Puis, dans un grand silence, agenouillés ou inclinés, tous se
prosternaient à la fois, et, là-bas, sous une pluie de fleurs de
genêt blondes, l’officiant haussait le Saint-Sacrement splendide!
Mais ce qui frappait le plus, c’étaient les Pénitents, qui faisaient
leurs sorties après le coucher du soleil, à la clarté des flambeaux.
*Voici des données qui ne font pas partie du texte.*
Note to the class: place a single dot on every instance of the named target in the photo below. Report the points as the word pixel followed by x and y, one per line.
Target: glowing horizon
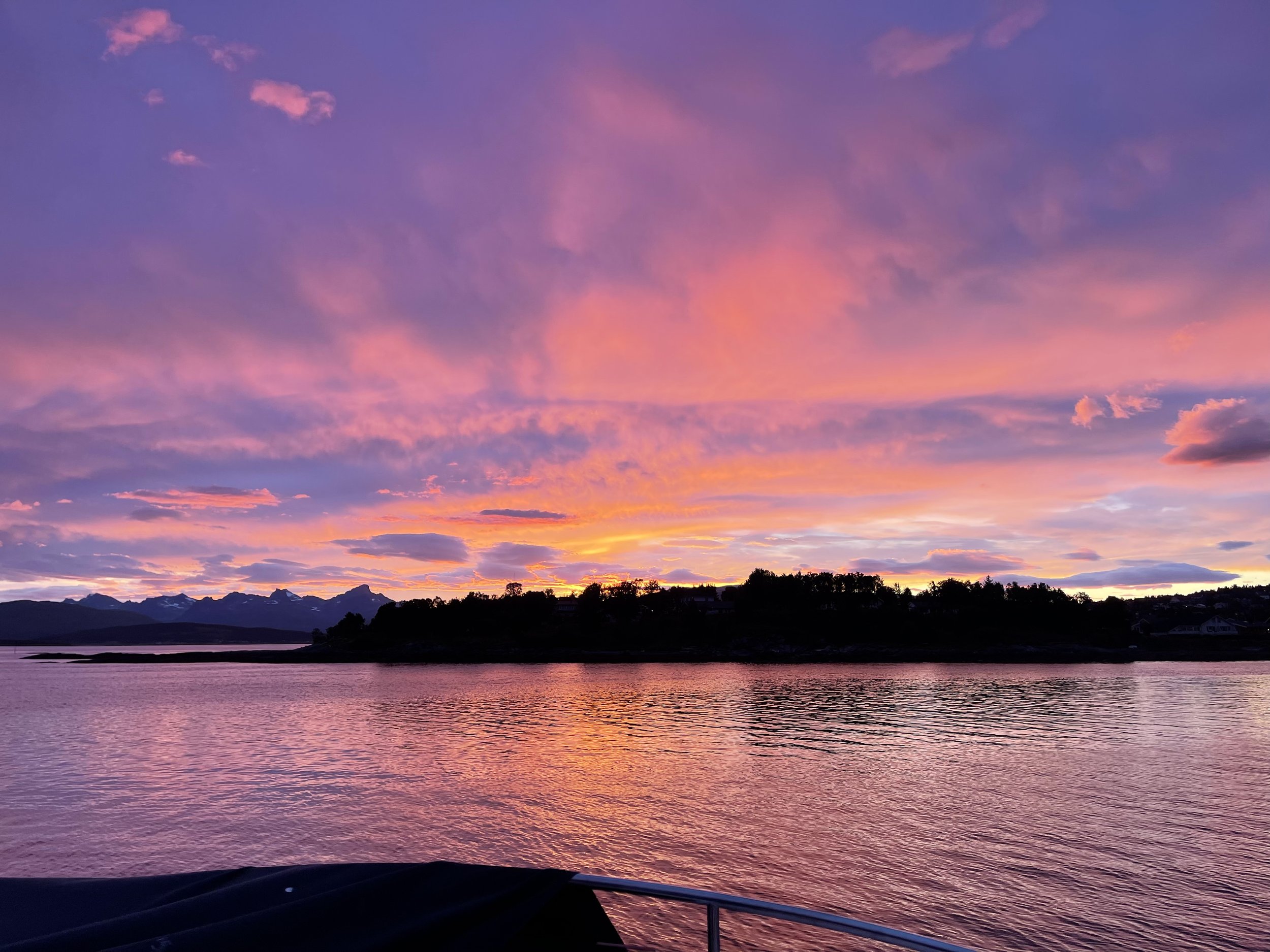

Les Pénitents Blancs, entre autres, lorsque, encapuchonnés de leurs
capuces et cagoules, ils déifiaient pas à pas, comme des spectres,
par la ville, portant à bras, les uns des tabernacles portatifs, les
autres des reliquaires ou des bustes barbus, d’autres des
brûle-parfums, ceux-ci un oeil énorme dans un triangle, ceux-là un
grand serpent entortillé autour d’un arbre, vous auriez dit la
procession indienne de Brahma.
Contemporaines de la Ligue et même du Schisme d’Occident, ces
confréries, en général, avaient pour chefs et dignitaires les
premiers nobles d’Avignon, et Aubanel le grand félibre, qui avait,
toute sa vie, été Pénitent Blanc zélé, fut, à sa mort, enseveli dans
son froc de confrère.
Nous avions, chez M. Dupuy, comme maître d’étude, un ancien sergent
d’Afrique appelé M. Monnier, qui aurait bien été, nous disait-il,
pénitent rouge, si une confrérie de cette couleur-là eût existé dans
Avignon. Franc comme un vieux soldat, brusque et prompt à sacrer, il
était, avec sa moustache et sa barbiche rêche, toujours, de pied en
cap, ciré et astiqué.
Au Collège Royal, où nous apprenions l’histoire, il n’était jamais
question de la politique du siècle. Mais le sergent Monnier,
républicain enthousiaste, s’était, à cet égard, chargé de nous
instruire. Pendant les récréations, il se promenait de long en large,
tenant en main l’histoire de la Révolution. Et s’enflammant à la
lecture, gesticulant, sacrant et pleurant d’enthousiasme :
"Que c’est beau! nous criait-il, que c’est beau! quels hommes!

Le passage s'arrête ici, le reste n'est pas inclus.